Dann drängte sich ein anderer Gedanke in sein Bewußtsein. Eine der weiter entfernten Säulen schien sich gleichmäßig zu bewegen. Er wischte sich den Schweiß aus dem Gesicht und versuchte, in der hitzeflimmernden Luft etwas zu erkennen. Nun stand die Säule wieder still. Gerade, als er sich abwenden wollte, begann sich eine andere, etwas näher befindliche Säule zu bewegen.

»Was ...«

Der Boden unter seinen Füßen setzte sich mit einem kaum merklichen Ruck in Bewegung.

Nach unten.

Er ließ sich flach auf den Boden fallen und klammerte sich an der polierten Felsfläche fest. Die Säule schwankte und geriet in immer größere Schwingungen, während sie sich Zentimeter um Zentimeter senkte. Er sah förmlich vor Augen, wie das Kilometer entfernte untere Ende gleichmäßig in der rotglühenden Lava verschwand, und sekundenlang glaubte er schon zu spüren, wie die Hitze zunahm, bevor ihm klar wurde, wie abwegig diese Befürchtung war. Bei der gegenwärtigen Geschwindigkeit würde es Tage dauern, bis sich der Basaltstab ganz abgesenkt hatte.

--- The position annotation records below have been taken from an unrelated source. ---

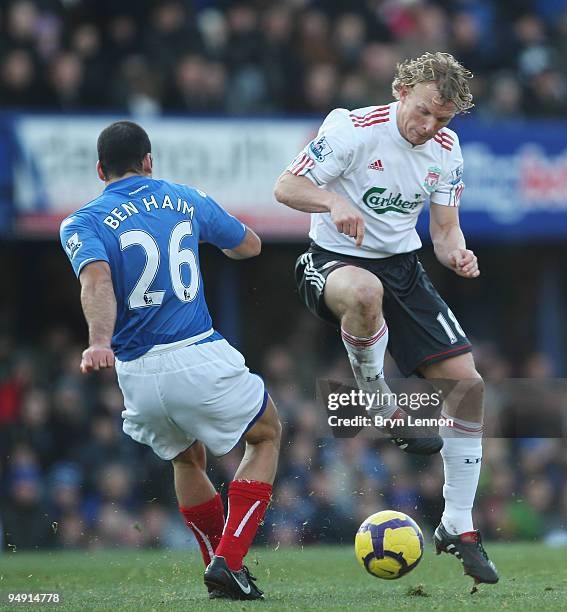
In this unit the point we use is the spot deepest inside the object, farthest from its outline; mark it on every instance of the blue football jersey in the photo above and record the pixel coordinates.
(148, 231)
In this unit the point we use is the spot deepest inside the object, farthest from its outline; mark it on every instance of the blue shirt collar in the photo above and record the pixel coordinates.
(125, 182)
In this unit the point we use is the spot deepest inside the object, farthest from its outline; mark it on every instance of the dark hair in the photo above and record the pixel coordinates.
(121, 148)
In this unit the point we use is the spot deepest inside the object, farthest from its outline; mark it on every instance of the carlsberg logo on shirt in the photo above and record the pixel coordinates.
(380, 202)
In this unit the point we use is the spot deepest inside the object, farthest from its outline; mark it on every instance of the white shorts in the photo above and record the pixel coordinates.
(176, 396)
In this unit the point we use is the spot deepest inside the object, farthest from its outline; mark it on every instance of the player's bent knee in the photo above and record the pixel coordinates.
(194, 457)
(268, 427)
(367, 297)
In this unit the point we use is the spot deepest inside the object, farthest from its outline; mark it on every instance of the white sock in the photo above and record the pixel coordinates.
(462, 458)
(366, 357)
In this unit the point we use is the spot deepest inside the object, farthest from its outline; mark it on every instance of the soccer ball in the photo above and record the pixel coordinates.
(389, 544)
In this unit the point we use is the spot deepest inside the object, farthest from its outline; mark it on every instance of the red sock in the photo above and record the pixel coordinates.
(206, 521)
(247, 503)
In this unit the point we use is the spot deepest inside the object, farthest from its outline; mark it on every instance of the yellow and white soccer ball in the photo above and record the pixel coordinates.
(389, 544)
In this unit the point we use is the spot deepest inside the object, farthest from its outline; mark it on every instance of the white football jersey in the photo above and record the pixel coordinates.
(362, 156)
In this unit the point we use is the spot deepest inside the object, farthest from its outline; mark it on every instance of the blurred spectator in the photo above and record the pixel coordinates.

Andererseits würde er den Absprung wohl kaum noch einmal schaffen.

Er seufzte und blickte wieder nach oben und versuchte die Entfernung zur Decke abzuschätzen. Die Säule senkte sich ein gutes Stück langsamer, als er klettern konnte. Dann fiel ihm noch etwas auf.

Er kannte diese Schächte.

»Nicht schon wieder«, sagte er flehentlich.

9

Der riesige Bagger setzte sich genau in dem Moment in Bewegung, in dem sie es endlich geschafft hatte, die Energiespeicher hochzufahren. Die Schaufelräder beschrieben einen eleganten Bogen und zermalmten die Frontseite einer Wartungshalle.

»O nein«, hörte sie Skudders entsetzten Ausruf über Funk. Verbissen kämpfte sie mit der Steuerung. Es war doch keine gute Idee gewesen, sich von hinten durch die Startanweisungen zu arbeiten, gestand sie sich widerwillig ein. Die Raupenketten drehten sich gleichmäßig und überrollten zwei tiefliegende Transportbänder, die an der Halle vorbeiführten. Dann rammte der Bagger die Kante der Wartungshalle und riß die gesamte Front ein.

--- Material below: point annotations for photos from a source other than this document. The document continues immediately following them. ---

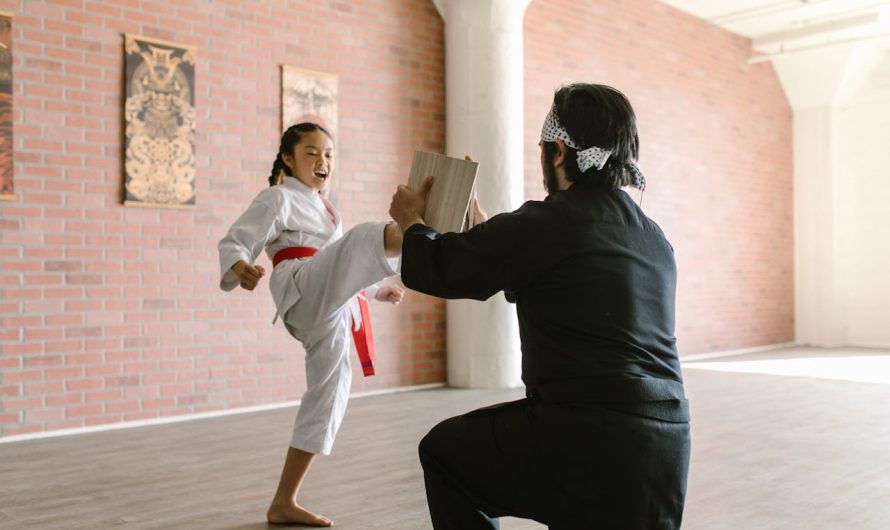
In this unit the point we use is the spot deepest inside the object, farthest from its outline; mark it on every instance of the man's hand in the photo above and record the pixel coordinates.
(390, 293)
(408, 207)
(248, 274)
(477, 214)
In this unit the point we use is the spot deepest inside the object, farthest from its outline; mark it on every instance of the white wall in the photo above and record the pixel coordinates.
(842, 195)
(863, 148)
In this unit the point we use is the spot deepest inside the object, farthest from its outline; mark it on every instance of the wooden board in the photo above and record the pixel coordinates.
(449, 198)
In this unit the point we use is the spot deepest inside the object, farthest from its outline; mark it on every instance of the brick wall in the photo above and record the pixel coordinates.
(716, 147)
(112, 314)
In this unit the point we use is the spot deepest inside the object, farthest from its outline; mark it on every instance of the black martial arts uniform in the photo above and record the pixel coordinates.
(602, 440)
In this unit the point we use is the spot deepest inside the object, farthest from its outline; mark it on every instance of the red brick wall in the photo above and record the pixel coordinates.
(716, 146)
(112, 314)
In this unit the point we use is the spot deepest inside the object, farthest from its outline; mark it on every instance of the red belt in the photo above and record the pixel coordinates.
(363, 338)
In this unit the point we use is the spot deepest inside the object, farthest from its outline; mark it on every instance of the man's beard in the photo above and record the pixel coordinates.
(551, 184)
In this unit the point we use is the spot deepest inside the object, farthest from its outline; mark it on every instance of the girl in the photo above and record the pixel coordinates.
(316, 282)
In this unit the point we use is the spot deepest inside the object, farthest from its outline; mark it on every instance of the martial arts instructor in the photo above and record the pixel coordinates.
(602, 439)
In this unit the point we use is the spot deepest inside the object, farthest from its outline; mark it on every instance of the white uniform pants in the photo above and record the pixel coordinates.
(328, 283)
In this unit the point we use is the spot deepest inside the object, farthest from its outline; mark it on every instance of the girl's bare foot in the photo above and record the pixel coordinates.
(295, 514)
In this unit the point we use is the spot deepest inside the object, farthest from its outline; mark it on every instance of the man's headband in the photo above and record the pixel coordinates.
(587, 158)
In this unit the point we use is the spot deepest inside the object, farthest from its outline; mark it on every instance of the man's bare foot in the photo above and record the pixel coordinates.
(295, 514)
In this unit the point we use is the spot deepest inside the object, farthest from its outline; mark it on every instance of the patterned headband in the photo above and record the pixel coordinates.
(587, 158)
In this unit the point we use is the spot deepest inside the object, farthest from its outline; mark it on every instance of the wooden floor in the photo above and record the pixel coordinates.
(769, 452)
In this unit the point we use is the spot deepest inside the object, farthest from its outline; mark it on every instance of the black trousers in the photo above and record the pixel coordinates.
(569, 467)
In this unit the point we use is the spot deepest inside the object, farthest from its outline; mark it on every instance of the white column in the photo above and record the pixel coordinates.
(484, 103)
(819, 84)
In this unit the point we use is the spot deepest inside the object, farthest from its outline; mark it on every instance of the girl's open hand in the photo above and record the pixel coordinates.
(248, 274)
(390, 293)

Skudder und Harris stürmten in die Zentrale. »Halt das verdammte Ding an«, rief Skudder.

»Keine Chance«, sagte sie zwischen zusammengebissenen Zähnen hindurch. »Ich habe eine halbe Stunde gebraucht, um es zu starten.« Die Steuerzentrale schwankte heftig, als die vordere Hälfte des Baggers irgendeine tonnenschwere Planierraupe überrollte.

»Du wechselst die Fahrzeuge häufiger als das Hemd«, sagte Skudder vorwurfsvoll und suchte Halt. Ein Baukran vor ihnen schlug der Länge nach in den Mondstaub.

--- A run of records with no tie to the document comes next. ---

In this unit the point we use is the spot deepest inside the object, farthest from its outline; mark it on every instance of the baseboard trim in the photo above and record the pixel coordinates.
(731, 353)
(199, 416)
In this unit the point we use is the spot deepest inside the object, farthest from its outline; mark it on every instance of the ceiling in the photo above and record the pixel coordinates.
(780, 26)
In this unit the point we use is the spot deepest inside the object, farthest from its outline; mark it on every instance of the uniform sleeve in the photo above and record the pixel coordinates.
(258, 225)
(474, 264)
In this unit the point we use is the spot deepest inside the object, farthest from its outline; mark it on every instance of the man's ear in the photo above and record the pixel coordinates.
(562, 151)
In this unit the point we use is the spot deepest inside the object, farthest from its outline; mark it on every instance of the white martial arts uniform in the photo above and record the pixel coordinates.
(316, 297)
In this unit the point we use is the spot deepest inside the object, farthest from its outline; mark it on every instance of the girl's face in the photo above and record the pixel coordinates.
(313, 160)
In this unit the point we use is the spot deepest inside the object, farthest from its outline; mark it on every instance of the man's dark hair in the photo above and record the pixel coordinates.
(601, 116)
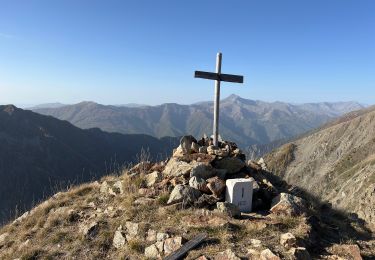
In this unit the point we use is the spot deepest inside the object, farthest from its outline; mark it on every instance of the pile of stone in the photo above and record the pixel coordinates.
(196, 174)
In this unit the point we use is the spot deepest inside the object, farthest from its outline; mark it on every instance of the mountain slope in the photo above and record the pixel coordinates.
(41, 154)
(336, 163)
(244, 121)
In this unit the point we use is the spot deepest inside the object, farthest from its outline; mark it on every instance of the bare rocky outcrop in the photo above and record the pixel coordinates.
(152, 210)
(334, 163)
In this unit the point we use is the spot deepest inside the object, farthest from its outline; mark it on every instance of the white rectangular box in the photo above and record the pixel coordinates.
(240, 192)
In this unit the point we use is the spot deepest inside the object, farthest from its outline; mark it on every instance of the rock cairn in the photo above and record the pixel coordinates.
(196, 173)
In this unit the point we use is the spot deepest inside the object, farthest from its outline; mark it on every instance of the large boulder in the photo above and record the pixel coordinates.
(229, 209)
(185, 194)
(287, 204)
(176, 168)
(231, 164)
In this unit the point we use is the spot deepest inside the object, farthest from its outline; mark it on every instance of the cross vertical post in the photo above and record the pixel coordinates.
(218, 77)
(217, 100)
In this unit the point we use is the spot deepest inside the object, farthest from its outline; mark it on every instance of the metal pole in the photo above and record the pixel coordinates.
(217, 100)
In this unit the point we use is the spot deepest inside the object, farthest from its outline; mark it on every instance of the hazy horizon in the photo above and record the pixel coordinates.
(198, 101)
(143, 52)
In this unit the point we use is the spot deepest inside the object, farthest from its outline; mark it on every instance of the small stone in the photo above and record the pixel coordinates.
(199, 184)
(152, 252)
(202, 149)
(216, 186)
(206, 201)
(186, 142)
(185, 194)
(161, 236)
(160, 246)
(267, 254)
(287, 204)
(178, 152)
(131, 230)
(177, 168)
(153, 178)
(222, 152)
(144, 201)
(141, 167)
(231, 164)
(202, 171)
(300, 253)
(3, 238)
(288, 240)
(151, 235)
(227, 255)
(104, 187)
(118, 239)
(89, 230)
(118, 187)
(256, 242)
(349, 251)
(262, 164)
(229, 209)
(172, 244)
(202, 221)
(253, 254)
(211, 149)
(195, 147)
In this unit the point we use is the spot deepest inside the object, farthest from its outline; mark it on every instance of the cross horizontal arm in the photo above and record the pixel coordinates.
(220, 77)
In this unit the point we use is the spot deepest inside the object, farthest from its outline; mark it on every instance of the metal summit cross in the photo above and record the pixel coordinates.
(218, 77)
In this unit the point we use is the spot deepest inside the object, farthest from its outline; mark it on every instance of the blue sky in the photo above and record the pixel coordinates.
(117, 52)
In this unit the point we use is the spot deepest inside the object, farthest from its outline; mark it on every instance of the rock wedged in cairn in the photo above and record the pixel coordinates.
(196, 174)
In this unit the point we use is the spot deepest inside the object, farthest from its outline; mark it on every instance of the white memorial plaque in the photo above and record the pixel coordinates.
(240, 192)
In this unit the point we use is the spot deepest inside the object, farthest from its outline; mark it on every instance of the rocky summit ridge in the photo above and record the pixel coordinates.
(153, 209)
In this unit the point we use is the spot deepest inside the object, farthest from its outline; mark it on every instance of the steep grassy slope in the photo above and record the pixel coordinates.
(336, 163)
(41, 154)
(244, 121)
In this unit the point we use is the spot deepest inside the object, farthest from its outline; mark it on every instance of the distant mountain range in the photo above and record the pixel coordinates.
(41, 154)
(336, 163)
(244, 121)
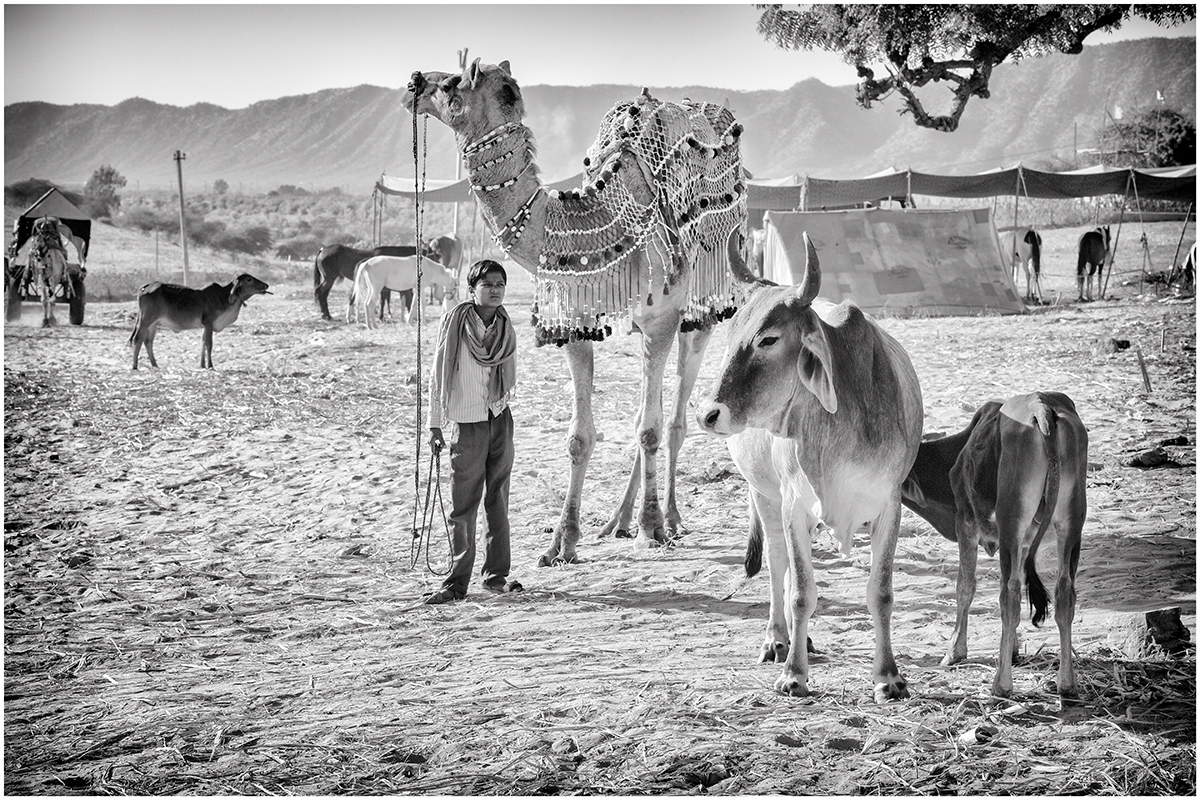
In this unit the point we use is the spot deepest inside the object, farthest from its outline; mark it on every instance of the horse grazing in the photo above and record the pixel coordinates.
(48, 260)
(1023, 247)
(1095, 252)
(336, 262)
(382, 272)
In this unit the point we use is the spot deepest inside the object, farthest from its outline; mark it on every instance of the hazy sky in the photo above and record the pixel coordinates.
(234, 55)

»Ist an meiner Hygiene irgend etwas auszusetzen?« erkundigte sich Charity scherzhaft. Es gelang ihr, den Bagger zu einem weiteren Kurswechsel zu bewegen.

»Das ist die richtige Richtung«, meldete sich Dubois hinter ihnen. »Die Schleusen liegen direkt vor uns.«

Das mächtige, dreifach untergliederte Fahrzeug kam langsam zur Ruhe. Irgendwo fünfzehn Meter unter ihnen begann ein Motor metallisch klopfende Geräusche von sich zu geben. Charity runzelte besorgt die Stirn.

»Eine der Raupenketten ist kaputt«, vermutete Harris.

»Nun, macht nichts«, spottete Skudder. »Wir haben noch sieben andere, das reicht noch für ein paar Kilometer.«

Der Bagger schob sich langsam weiter, und die intakten Raupenketten zermalmten Felsen zu Mondstaub und verpreßten Staub zu einer dichten, gipsartigen Masse, die ihren Weg markierte. Die Höchstgeschwindigkeit betrug imposante zehn Kilometer pro Stunde. Es war nicht nötig, den Kurs zu ändern, um Hindernissen auszuweichen. Fahrzeuge dieser Art kannten keine Hindernisse. Nach ein paar Minuten breitete sich stumme Langeweile aus.

»In achtzig Stunden durch den Mond«, sagte Charity in das drückende Schweigen hinein. Anscheinend verstand niemand den Witz. Sie seufzte leise.

Skudder starrte nachdenklich in die Dunkelheit hinaus und versuchte, die Ausmaße der Blase zu erkennen. »Wie haben die das bloß angefangen?«

»Mit einer großen Bombe, denke ich«, antwortete sie geistesabwesend.

»Gigatonne, ich weiß.« Skudder lachte, und sie fiel nach einer kurzen Verzögerung mit ein. »Ein Bohrloch von eintausend Kilometern Tiefe?«

»Wohl kaum«, sagte sie. »Müßte ein ziemlich großes Bohrloch sein, für einen Transmitter wie den, durch den wir gekommen sind.«

»Sie könnten das ganze Material auch mit einem Transmitter hier herausgeschafft haben«, fügte Skudder hinzu.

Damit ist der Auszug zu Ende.